The Bank of Japan has been undershooting its target recently: analysts are wondering whether the Bank is leaning towards tapering, as wages in Japan are growing as is inflation. Both are still below the target of 2%.
Looking at the situation with the rest of the world, the Federal Reserve is now withdrawing QE, the Bank of England has stopped increasing its own scheme, while the European Central Bank has said it will stop expanding its own QE program in December. In the context of these statements, some analysts are expecting something similar from Kuroda imminently.
Currently there have been no indications that Kuroda will do anything at all this week, but there is also evidence that reality may be about to set in. The Bank of Japan already owns almost half – yes, half – of the entire market for Japanese government bonds (JGBs). It also owns 80% of the domestically-focused ETF market and is a top 10 shareholder in about 40% of Japan’s 3700 quoted companies.

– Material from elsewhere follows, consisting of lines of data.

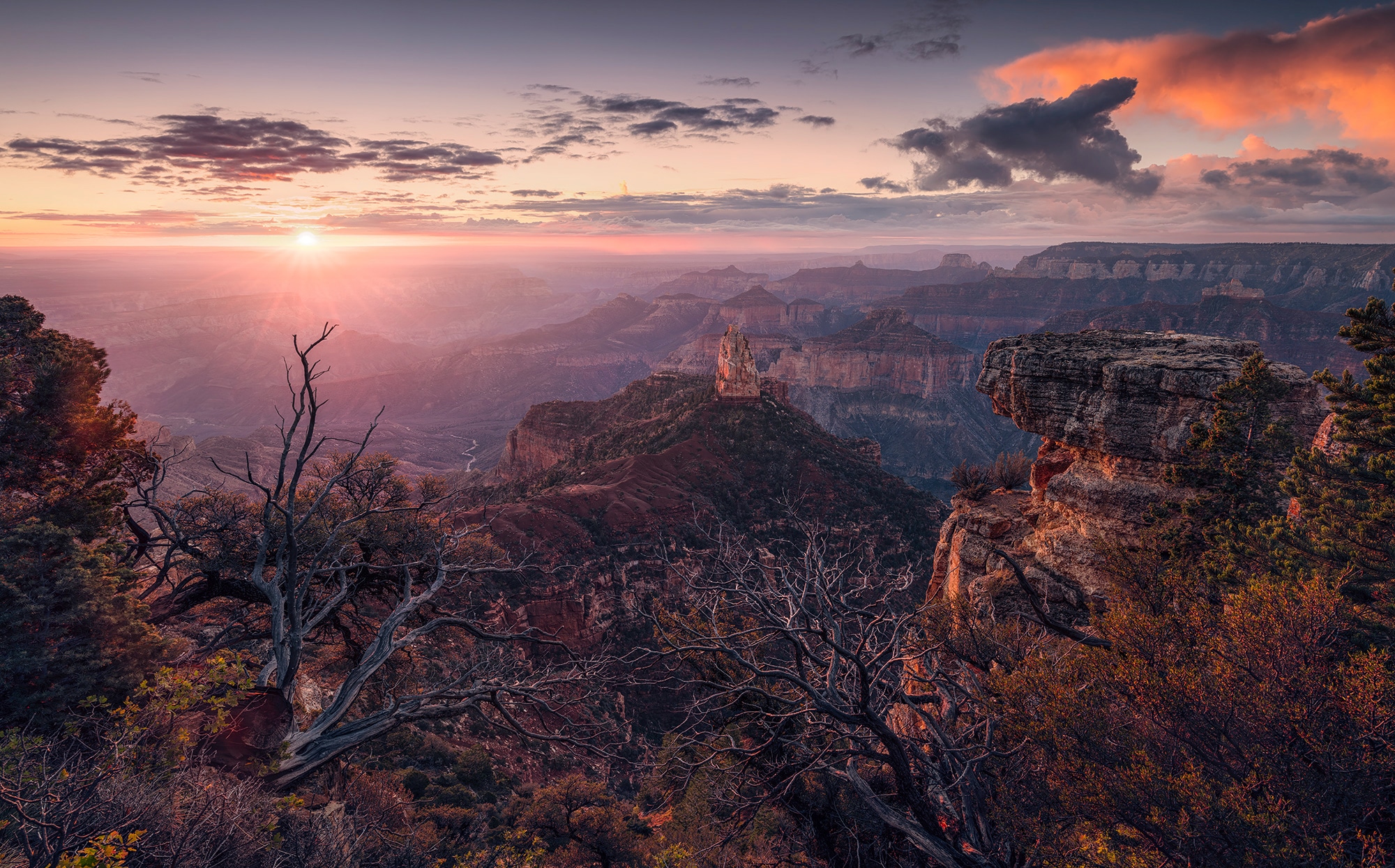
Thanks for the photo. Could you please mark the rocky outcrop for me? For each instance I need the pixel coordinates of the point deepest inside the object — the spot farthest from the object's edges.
(737, 376)
(715, 284)
(1298, 337)
(1115, 411)
(884, 352)
(1277, 268)
(887, 380)
(859, 284)
(614, 524)
(755, 310)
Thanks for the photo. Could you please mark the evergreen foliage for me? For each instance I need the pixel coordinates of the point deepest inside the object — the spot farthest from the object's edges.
(68, 627)
(1345, 496)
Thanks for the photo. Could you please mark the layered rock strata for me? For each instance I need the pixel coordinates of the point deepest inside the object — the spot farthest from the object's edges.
(884, 352)
(1115, 411)
(737, 377)
(1298, 337)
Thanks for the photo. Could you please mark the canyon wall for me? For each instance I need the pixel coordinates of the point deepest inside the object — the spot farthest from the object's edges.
(888, 381)
(1298, 337)
(1115, 411)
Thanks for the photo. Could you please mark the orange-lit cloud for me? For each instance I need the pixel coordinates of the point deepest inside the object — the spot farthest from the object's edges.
(1340, 70)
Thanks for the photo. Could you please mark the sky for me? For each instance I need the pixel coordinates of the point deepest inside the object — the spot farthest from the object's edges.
(652, 128)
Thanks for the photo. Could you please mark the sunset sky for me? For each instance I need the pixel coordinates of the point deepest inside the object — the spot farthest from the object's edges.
(721, 125)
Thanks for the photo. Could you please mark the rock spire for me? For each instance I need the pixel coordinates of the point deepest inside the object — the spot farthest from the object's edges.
(737, 377)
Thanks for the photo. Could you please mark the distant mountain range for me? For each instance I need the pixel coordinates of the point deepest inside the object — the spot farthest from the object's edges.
(446, 353)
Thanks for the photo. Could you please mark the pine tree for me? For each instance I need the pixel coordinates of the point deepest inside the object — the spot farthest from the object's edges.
(68, 627)
(1345, 496)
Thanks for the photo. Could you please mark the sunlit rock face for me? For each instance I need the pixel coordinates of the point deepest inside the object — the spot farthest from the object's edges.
(1115, 411)
(737, 377)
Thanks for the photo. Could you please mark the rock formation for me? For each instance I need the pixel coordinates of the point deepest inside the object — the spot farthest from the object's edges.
(882, 352)
(1277, 268)
(859, 284)
(887, 380)
(1115, 411)
(644, 473)
(737, 376)
(1298, 337)
(715, 284)
(755, 310)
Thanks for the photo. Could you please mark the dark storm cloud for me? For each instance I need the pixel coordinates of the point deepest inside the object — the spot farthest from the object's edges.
(1072, 137)
(577, 125)
(882, 185)
(1332, 171)
(199, 147)
(741, 82)
(933, 30)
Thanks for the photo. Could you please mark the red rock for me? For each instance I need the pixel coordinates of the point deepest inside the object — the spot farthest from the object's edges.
(737, 377)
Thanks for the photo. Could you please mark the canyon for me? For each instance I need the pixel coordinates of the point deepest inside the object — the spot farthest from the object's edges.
(457, 355)
(1115, 411)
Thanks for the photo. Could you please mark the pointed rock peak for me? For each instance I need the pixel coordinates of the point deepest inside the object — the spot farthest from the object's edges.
(737, 377)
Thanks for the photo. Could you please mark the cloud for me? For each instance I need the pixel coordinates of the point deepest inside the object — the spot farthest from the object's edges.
(736, 114)
(824, 68)
(1292, 176)
(882, 185)
(1336, 69)
(195, 149)
(574, 123)
(1072, 137)
(729, 83)
(107, 121)
(931, 31)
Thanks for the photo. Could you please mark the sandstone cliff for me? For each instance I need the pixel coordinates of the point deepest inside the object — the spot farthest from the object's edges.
(859, 284)
(1115, 411)
(1298, 337)
(715, 284)
(645, 475)
(737, 376)
(1312, 275)
(884, 352)
(889, 381)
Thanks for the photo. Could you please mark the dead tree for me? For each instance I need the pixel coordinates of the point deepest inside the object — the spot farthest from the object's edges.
(337, 560)
(810, 662)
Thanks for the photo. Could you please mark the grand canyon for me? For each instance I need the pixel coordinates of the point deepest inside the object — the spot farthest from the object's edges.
(801, 434)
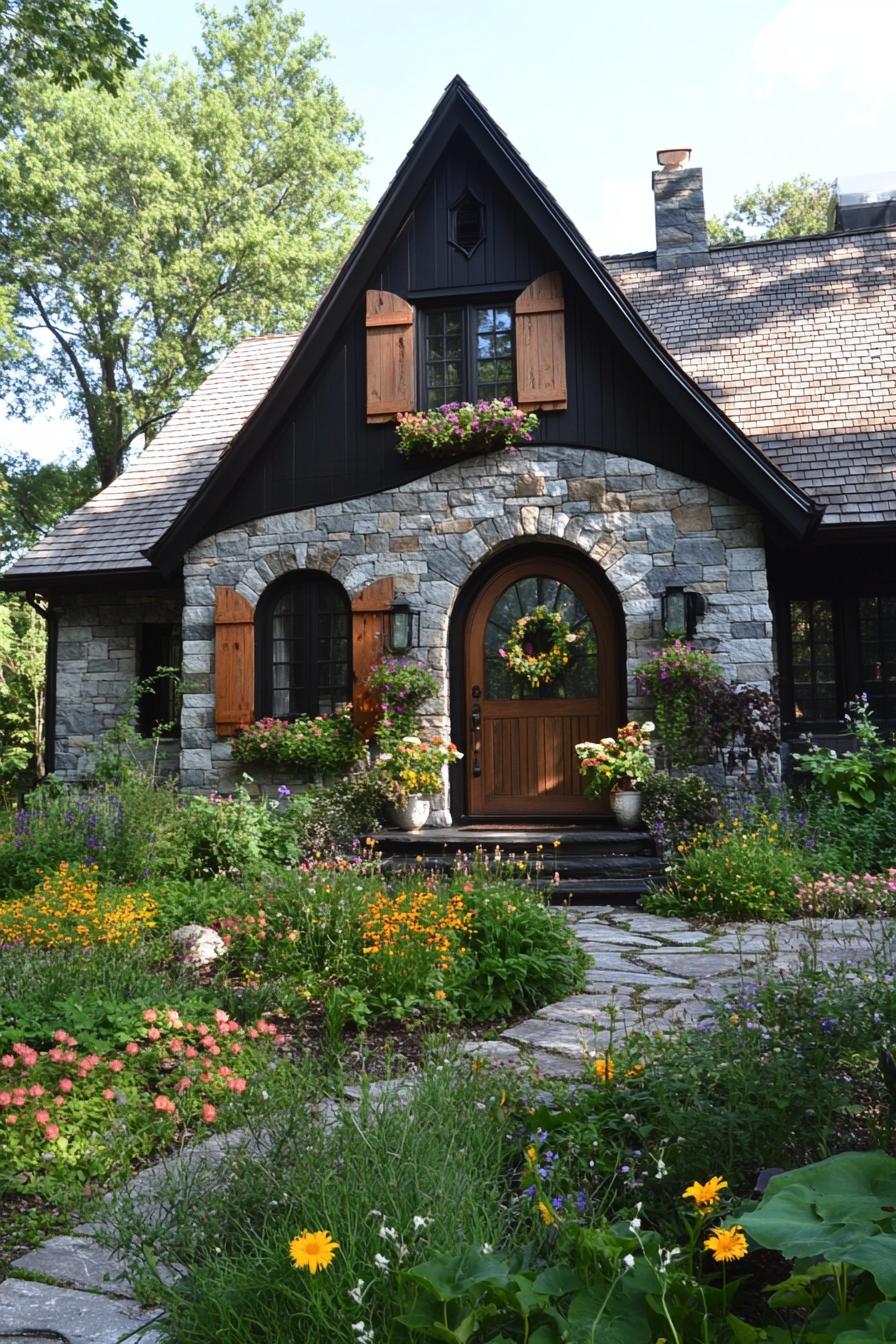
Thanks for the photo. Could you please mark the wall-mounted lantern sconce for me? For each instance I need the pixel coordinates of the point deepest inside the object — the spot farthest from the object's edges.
(681, 610)
(403, 626)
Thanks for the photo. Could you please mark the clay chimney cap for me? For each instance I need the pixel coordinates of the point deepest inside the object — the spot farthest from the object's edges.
(673, 157)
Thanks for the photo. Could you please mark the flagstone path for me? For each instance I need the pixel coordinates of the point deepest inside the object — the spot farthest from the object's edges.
(648, 973)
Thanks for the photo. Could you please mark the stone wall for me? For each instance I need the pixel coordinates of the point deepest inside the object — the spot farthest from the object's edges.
(97, 667)
(645, 527)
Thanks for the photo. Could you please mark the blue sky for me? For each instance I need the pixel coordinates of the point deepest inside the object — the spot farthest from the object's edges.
(589, 90)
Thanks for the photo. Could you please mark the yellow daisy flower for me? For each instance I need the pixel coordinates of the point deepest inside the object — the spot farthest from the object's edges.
(727, 1243)
(312, 1250)
(705, 1194)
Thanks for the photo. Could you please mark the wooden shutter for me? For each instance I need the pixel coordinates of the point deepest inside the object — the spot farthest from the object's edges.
(234, 661)
(540, 346)
(390, 356)
(368, 629)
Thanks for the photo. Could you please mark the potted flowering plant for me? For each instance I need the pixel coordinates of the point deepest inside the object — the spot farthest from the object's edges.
(621, 765)
(411, 773)
(400, 687)
(323, 745)
(458, 426)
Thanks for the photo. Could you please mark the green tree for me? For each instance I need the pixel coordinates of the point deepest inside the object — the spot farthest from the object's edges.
(63, 40)
(779, 210)
(148, 231)
(34, 496)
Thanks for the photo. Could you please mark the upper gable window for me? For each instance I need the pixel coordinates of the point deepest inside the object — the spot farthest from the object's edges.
(418, 359)
(466, 223)
(468, 354)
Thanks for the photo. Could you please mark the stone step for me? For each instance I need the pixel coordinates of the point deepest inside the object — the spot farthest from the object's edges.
(586, 891)
(570, 840)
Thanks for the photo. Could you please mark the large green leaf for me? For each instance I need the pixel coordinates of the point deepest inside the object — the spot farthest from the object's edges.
(826, 1208)
(453, 1276)
(879, 1327)
(877, 1255)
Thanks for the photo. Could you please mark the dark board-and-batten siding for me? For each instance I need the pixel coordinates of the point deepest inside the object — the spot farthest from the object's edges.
(324, 449)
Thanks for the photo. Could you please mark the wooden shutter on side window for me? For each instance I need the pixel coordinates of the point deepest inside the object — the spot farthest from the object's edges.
(390, 356)
(370, 613)
(540, 346)
(234, 661)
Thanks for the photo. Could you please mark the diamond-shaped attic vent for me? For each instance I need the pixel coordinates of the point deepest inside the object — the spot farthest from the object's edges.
(466, 226)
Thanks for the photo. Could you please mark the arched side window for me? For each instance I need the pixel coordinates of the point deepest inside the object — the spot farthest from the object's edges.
(302, 647)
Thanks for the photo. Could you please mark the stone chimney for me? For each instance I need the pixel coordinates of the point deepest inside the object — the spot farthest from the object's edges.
(681, 215)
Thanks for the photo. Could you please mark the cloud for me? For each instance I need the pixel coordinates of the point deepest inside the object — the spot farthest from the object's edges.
(821, 45)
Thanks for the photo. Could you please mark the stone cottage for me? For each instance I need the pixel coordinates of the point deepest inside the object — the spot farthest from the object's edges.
(716, 438)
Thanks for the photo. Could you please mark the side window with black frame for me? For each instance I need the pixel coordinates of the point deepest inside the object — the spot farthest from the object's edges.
(159, 707)
(302, 647)
(837, 648)
(468, 354)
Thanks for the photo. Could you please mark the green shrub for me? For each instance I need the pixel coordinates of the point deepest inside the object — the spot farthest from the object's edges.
(335, 816)
(856, 780)
(128, 829)
(850, 839)
(691, 698)
(675, 808)
(735, 870)
(235, 836)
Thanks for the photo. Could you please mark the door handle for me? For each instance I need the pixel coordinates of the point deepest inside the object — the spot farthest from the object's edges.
(476, 727)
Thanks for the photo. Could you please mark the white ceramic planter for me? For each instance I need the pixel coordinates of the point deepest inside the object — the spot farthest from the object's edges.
(411, 813)
(625, 805)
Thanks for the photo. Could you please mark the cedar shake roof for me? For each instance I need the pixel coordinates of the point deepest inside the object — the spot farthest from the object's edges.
(795, 340)
(110, 531)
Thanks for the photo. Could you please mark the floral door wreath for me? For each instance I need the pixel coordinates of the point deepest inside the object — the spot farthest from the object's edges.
(539, 645)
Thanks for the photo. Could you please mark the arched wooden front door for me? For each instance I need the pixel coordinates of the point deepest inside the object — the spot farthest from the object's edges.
(521, 760)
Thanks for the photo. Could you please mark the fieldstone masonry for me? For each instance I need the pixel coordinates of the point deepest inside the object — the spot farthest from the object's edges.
(98, 637)
(644, 526)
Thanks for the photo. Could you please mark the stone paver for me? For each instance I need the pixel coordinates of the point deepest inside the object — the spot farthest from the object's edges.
(79, 1262)
(646, 973)
(79, 1317)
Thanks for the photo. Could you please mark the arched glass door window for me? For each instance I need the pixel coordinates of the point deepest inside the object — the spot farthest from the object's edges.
(304, 647)
(579, 678)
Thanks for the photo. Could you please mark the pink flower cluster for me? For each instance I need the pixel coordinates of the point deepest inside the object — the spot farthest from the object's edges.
(864, 893)
(62, 1100)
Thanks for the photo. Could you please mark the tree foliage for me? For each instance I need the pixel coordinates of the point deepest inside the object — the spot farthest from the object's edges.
(779, 210)
(66, 42)
(145, 233)
(34, 496)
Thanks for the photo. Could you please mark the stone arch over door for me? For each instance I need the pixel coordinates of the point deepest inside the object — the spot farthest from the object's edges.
(520, 761)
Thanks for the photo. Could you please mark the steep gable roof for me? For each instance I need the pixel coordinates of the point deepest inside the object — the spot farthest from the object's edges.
(147, 519)
(795, 340)
(110, 532)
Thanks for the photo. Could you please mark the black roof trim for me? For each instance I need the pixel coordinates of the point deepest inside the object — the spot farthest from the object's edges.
(87, 581)
(458, 109)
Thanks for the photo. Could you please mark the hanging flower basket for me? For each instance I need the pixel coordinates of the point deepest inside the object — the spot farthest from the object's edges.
(539, 645)
(460, 426)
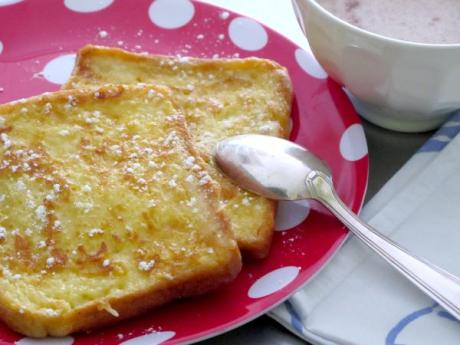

This has led to a situation where, in the words of AJ Bell investment director Russ Mould, “the bond market is rebelling” with the yield of the benchmark 10 year JGB threatening to break the 0.1% target ceiling that the Bank of Japan has set.
The Bank of Japan’s balance sheet is also nearly 100% of GDP, which is staggering when you consider that the Bank of England’s is only 24%.
Political clouds swirl around Shinzo Abe
But the Bank of Japan aside, there are also political questions to be answered. On Thursday Japanese prime minister Shinzo Abe is facing a triennial election for the leadership of Japan’s Liberal Democratic Party. He is facing off against the former defence minister, Shigeru Ishiba, the same man he beat to win the leadership in 2012. Seasoned Japan watchers think a defeat for Abe is unlikely, despite a series of scandals that have hit the government.
If Abe were to lose, or resign, the markets would likely take fright, and we can expect a major sell off in both the JPY and the Nikkei 225. Investors would fear for the destruction of Abe’s ‘Three Arrows’ strategy of economic reform, referred to as ‘Abenomics’ outside Japan, which has helped to really drive Japanese equities since 2012. In short, the market is tying the future economic well being of the country to Abe himself – if he were to go, traders can expect weeks of volatility in the JPY.
It’s all to play for: if Abe can survive this week and win the election scheduled for November 2019, he will become the longest serving Japanese prime minister in modern (post 1945) history.